Kim Conley et Molly Huddle font leurs débuts à NYC

Pourtant à y regarder de plus près, le plateau annoncé autant hommes que femmes n’est pas aussi « exciting » que le prétend le CEO du marathon. Certes chez les masculins, Dathan Ritzenheim mène la danse avec son temps de 2h 07’47’’ mais derrière, ça ne suit pas au même niveau avec des temps d’engagement allant de 2h 10’57’’ pour Ryan Vail à 2h 20’11’’ dont 5 coureurs à plus de 2h 15’.
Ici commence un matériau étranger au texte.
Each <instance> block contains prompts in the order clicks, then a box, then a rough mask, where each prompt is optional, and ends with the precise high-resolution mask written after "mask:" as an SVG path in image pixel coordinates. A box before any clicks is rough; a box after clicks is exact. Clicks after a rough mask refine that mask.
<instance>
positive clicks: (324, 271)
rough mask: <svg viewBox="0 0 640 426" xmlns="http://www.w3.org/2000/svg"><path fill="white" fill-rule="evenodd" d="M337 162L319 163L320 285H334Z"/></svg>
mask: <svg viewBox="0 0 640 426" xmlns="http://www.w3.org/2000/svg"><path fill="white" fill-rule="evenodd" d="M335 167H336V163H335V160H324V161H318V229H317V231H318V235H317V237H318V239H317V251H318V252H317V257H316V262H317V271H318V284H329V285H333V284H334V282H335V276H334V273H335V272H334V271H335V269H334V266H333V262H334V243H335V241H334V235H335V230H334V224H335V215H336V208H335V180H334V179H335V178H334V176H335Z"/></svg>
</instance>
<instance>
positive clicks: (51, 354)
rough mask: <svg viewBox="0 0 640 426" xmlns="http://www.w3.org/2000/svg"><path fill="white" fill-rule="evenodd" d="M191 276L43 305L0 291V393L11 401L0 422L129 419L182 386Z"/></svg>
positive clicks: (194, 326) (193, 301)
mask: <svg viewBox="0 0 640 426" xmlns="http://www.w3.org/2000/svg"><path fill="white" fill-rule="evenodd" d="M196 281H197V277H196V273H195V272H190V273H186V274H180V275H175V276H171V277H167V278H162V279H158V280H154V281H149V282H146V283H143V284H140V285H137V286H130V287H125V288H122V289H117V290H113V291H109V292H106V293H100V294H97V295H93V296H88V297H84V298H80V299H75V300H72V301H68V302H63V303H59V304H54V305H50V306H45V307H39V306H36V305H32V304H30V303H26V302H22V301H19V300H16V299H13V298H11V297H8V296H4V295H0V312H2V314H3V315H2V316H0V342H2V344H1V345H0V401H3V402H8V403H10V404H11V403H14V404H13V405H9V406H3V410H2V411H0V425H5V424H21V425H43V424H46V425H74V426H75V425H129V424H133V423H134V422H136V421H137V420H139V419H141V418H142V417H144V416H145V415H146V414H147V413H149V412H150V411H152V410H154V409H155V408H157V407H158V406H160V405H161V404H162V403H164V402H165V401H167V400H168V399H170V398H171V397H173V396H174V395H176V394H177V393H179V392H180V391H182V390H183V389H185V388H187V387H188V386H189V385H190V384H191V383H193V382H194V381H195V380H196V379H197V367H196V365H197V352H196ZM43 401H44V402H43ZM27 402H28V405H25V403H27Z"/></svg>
Mais qu’importe c’est bien l’intention qui compte, relayée par les effets d’annonce. Car la stratégie de communication du Marathon de New York est parfaitement rôdée. Au-delà de la présence de ces 20 marathoniens nationaux, le NYRRC a également investi sur la présence de Kim Conley et de Molly Huddle qui, toutes les deux, feront leur début sur cette distance après avoir disputé les J.O. de Rio, la première nommée sur 5000, la seconde sur 10 000. Ce choix féminin n’est pas fortuit, il s’aligne sur les bases d’un marché running désormais dominé par les femmes.

Pour ce New York cuvée 2016, Kim Conley et Molly Huddle seront donc les maîtres de chaix d’un marathon à la fibre patriotique. Molly Huddle la détentrice du record US sur 5000 avec 14’42’’64 (6ème aux J.O. de Rio et 4ème à Pékin en 2015) sera également ambassadrice d’un projet de collecte de fonds destiné à financer des programmes running pour les enfants.

La force des organisateurs américains est bien là, créer l’évènement dans l’évènement, ce que ne sait pas faire l’épreuve parisienne. Certes 803 000 dollars US seront distribués avec au départ l’habituelle noria de coureurs est-africains, mais à quarante huit heures des élections présidentielles désignant le successeur de Barack Obama à la Maison Blanche, c’est bien un marathon aux aspects patriotiques qui devrait mettre en transe Big Apple. The show is go one.